- Directed by: Vivienne Roumani
- Written by: Vivienne Roumani Joseph Dorman
- Produced by: Aryeh Bourkoff
- Narrated by: Isabella Rossellini
- Cinematography: Vivienne Roumani Thomas Geyer
- Edited by: Amanda Zinoman
- Music by: Maurice Roumani Daniel Roumani Jonathon Roumani Elia Roumani
- Release date: 2 May 2007;
- Running time: 50 minutes
- Country: United States
- Language: English

= The Last Jews of Libya =

The Last Jews of Libya is a 2007 American documentary film directed by Vivienne Roumani.

==Synopsis==
The film traces Jewish life in Libya as far back as the 3rd century B.C. It focuses on the Roumani family, residents of Benghazi for centuries, beginning during the Turkish Ottoman rule. The family is transformed by advances in European culture and through its relations with Arabs, though maintaining their unique religious practices. Much of the film deals with the last decades of the family's life in Libya. At the close of World War II, there were 36,000 Jews in Libya, though due to rising Arab nationalism almost all left in the next several years. Nowadays they have all left the country. The Last Jews in Libya is narrated by Isabella Rossellini and features archival film and photographs. It raises questions of family, community, and identity.

==Production==
Director Vivienne Roumani was inspired by her eldest son Aryeh Bourkoff's request for something about the family history that he could show to his children some day. Even though she had never directed a film before, she decided to create a film. It was aided by the discovery of her mother Elise Roumani's memoirs. Vivienne Roumani travelled around the world to interview several generations of her family in English, Hebrew, Italian and Arabic in order to make the film. She managed to film over 80 hours of material and collected 1,000 photographs, which needed to be condensed into a film. The Sundance Channel executive Larry Aidem, an acquaintance of Bourkoff, helped put him in contact with Amanda Zinoman, who edited the film.

==Release and reception==
The Last Jews of Libya premiered at the Tribeca Film Festival on May 2, 2007. It was also screened at the Jerusalem International Film Festival, the Sao Paulo International Film Festival, and several Jewish film festivals. The film was shown at the Library of Congress, followed by a discussion from the filmmaker. The Sundance Channel purchased rights to the film to air it.

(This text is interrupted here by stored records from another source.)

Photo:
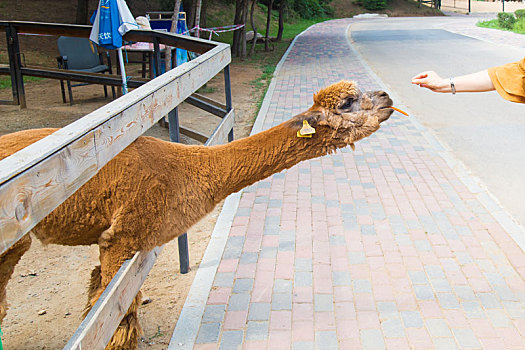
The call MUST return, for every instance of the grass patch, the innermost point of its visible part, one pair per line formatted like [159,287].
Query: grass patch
[267,61]
[5,82]
[518,27]
[205,89]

The film received a positive reception. Star magazine wrote "Anyone who's ever wondered about their family history especially when that history involved fleeing from persecution will find The Last Jews of Libya fascinating and moving." George Robinson of The Jewish Week wrote that "viewers are given concrete examples of the workings of history on individuals, and history has an appealing and entirely human face." Judy Lash Balint of Blogcritics magazine called it "a moving documentary."